Бабушка всегда приезжает с подарками, и я вынуждена устраивать инспекцию. Дочь уже послушно отдает мне чупа-чупсы, каких-то жутких мармеладных монстров и леденцовых петушков такого размера и окраса, что мне нехорошо становится. Дочери нельзя – она занимается спортом, да и в принципе такое нельзя есть ребенку. Бабушка традиционно поджимает губы и рассказывает внучке, где нужно прятать сладости.
– Я все места знаю, – отвечаю я, вытряхивая несколько шоколадных конфет, спрятанных в только что подаренную двести пятьдесят седьмую по счету косметичку. И где только мама такие конфеты находит? Размером с увесистый том детской энциклопедии и с таким адским составом, что непонятно, выживешь или нет после употребления подобных химических соединений.
Это стало доброй традицией – я устраиваю проверку подарков, экспроприирую, делая вид, что не нашла одну или две конфеты, и дочь с бабушкой радуются, что смогли припрятать сладость. Потом они идут играть в шахматы, бабушка поддается, внучка выигрывает, и все счастливы. После шахмат они достают шашки и играют исключительно в «Чапаева». Шашки летают по всей комнате. Я закатываю глаза, и внучка с бабушкой смеются – мы строго соблюдаем сценарий визита. Если я не закачу глаза в нужный момент, они, пожалуй, начнут качаться на шторах. Или играть в «войнушку», обстреливая друг друга из рогаток. То есть они сначала затихнут, сделают рогатки, наслюнявят шарики из бумаги и потом начнут пуляться. Так уже было. Пришлось менять люстру. Нет, сначала пришлось менять несколько лампочек, из которых одна взорвалась прямо в цоколе, а потом и люстру. Бабушке надоело пуляться бумажными шариками, и она решила запустить в люстру теннисным мячом. Попала, кто бы сомневался. А дальше все было как в мультике про Карлсона. Я на пороге, люстра качается, а дочь говорит: «Мы тут с бабушкой поиграли немного».

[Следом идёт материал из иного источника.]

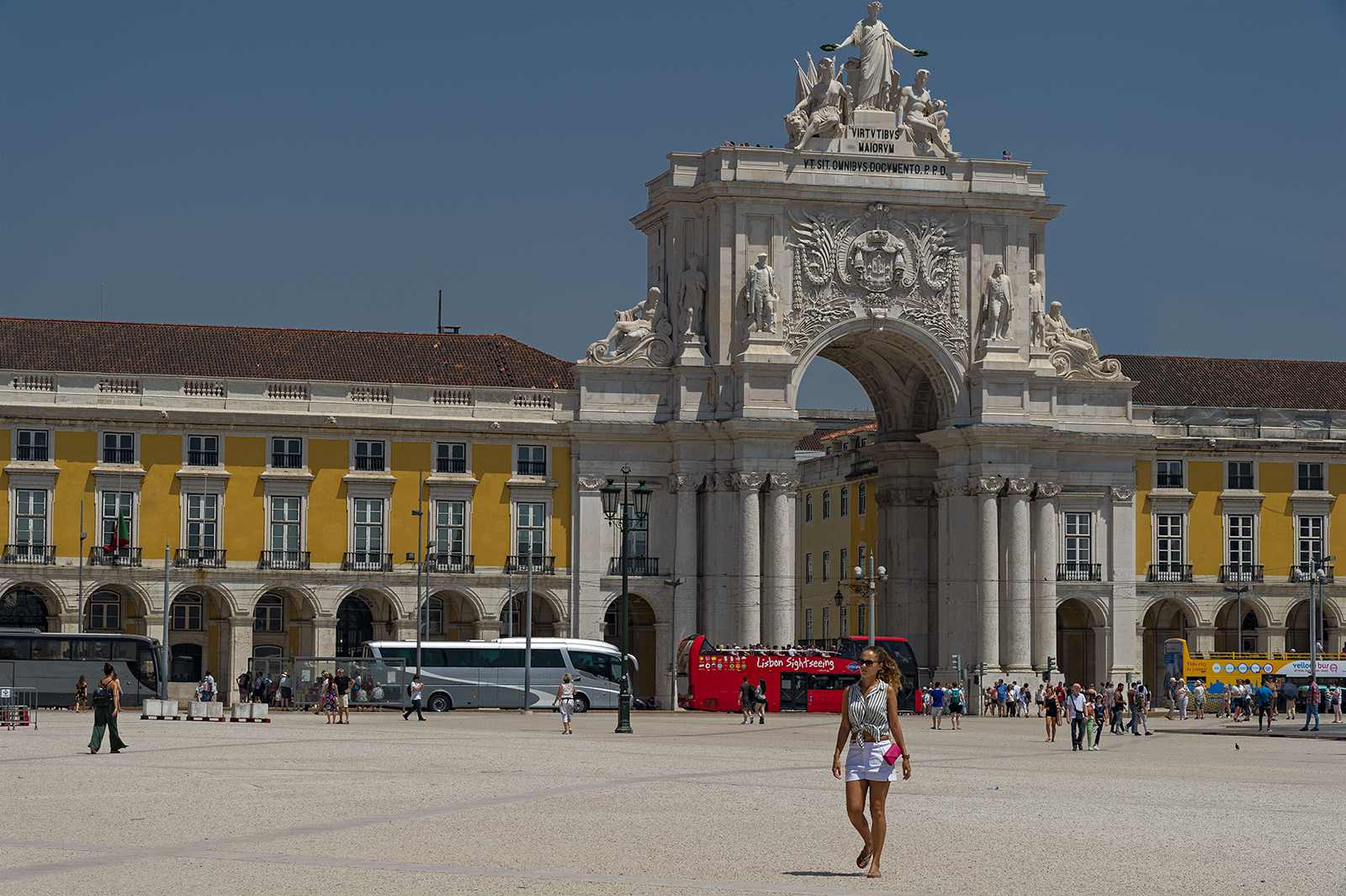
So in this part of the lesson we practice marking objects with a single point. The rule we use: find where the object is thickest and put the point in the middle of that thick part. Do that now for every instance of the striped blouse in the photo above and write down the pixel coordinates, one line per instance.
(868, 713)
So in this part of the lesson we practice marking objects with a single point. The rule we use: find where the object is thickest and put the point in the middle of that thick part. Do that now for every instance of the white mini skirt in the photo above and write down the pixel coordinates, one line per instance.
(865, 761)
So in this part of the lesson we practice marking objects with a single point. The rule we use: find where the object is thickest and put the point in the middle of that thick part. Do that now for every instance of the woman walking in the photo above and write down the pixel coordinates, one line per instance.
(565, 697)
(872, 727)
(107, 702)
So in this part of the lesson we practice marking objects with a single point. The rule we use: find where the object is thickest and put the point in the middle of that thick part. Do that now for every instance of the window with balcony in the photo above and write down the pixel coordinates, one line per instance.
(202, 451)
(119, 448)
(532, 460)
(31, 446)
(287, 453)
(1310, 478)
(1168, 474)
(451, 456)
(369, 455)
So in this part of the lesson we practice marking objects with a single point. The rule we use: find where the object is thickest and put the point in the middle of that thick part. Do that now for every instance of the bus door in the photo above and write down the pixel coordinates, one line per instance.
(794, 692)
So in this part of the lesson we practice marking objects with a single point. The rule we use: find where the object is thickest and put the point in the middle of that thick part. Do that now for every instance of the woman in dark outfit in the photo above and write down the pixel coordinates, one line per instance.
(107, 702)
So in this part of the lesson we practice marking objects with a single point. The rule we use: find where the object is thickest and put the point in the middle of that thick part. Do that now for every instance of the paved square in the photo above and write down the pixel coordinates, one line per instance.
(491, 802)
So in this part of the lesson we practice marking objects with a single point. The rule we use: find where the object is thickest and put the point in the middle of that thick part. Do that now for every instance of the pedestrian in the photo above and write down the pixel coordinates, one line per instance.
(565, 697)
(107, 704)
(872, 727)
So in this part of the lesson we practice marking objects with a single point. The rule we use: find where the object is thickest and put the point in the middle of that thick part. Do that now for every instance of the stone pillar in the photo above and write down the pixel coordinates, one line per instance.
(750, 557)
(778, 587)
(988, 572)
(1020, 577)
(1126, 654)
(1047, 547)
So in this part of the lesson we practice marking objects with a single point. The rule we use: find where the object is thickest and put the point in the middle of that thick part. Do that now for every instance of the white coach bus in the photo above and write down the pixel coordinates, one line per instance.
(490, 673)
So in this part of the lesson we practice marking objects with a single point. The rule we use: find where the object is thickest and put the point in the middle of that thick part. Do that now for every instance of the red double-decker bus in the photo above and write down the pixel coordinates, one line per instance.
(710, 678)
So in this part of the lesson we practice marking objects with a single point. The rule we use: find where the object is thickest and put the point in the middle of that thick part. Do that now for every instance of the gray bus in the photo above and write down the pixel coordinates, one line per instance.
(51, 662)
(490, 673)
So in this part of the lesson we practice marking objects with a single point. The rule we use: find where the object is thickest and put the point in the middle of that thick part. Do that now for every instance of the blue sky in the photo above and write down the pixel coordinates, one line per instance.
(334, 164)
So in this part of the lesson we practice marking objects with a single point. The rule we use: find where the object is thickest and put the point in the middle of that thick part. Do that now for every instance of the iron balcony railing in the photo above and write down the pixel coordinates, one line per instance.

– Ну, мне пора, – радостно объявила тогда мама и направилась к выходу. Практически включила пропеллер и улетела.
– Ну да, дело-то житейское, – процитировала я мультик.
Сейчас я нахожусь в роли маминой мамы, которая не знает, что еще натворит дочь и из какого места – из командировки, дальнего села, с поминок или со свадьбы – ее срочно вызовут. «Ольга опять», – приносила весть одна из соседок, и бабушка неслась разбираться, что там еще «опять». Мама повзрослела, родила ребенка, но так и осталась «Ольга опять».
Тот случай я и сама хорошо помню. Мне было лет десять. Мама приехала меня забрать, но бабушка не отпускала. Говорила: «Хватит таскать ребенка, оставь ее уже в покое».
– Она говорит по-осетински лучше, чем по-русски! – возмутилась мама, имея в виду мое дальнейшее образование.
– Ой, можно подумать, что в том месте, куда ты ее забрать хочешь, все по-русски говорят! – не задержалась с ответом бабушка.
– Ну, не все и не по-русски, – пожала плечами мама.
– Оставь ребенка в покое! Пусть говорит по-осетински, чтоб она была здорова и счастлива! – закричала бабушка. – Ты тоже знаешь этот прекрасный язык, если вдруг забыла!
– Мама, я забыла! Клянусь тебе! Так старалась, что совсем забыла! Ни одного слова не помню! – закричала мама в ответ, и это было правдой лишь во второй части. Всеми силами она вытравляла из себя село, в котором росла, и язык, который считался вторым родным. Мама не только говорила, но и писала, и читала по-осетински. Но она в рекордные сроки избавилась от акцента, особенностей интонирования – всего того, что могло выдать в ней приезжую, «лимиту», которой она считалась, когда сбежала из села в Москву.
– Уйди сейчас, у меня сердце болит! Лучше бы ты не приезжала! – кричала бабушка.
Бабушка ушла в редакцию, где всегда пряталась от скандалов и лечила нервы, отстукивая на механической пишущей машинке заметку в номер – лишь работа ее успокаивала.
К маме зашла ее давняя подруга Ирочка. Ее все звали Ирочка-горбатая, потому что у нее действительно был небольшой горб, одна нога короче другой – следствие родовой травмы и перенесенного в детстве полиомиелита. С моей мамой они дружили с детства. Ирочка-горбатая работала в детском саду и подрабатывала шитьем на заказ.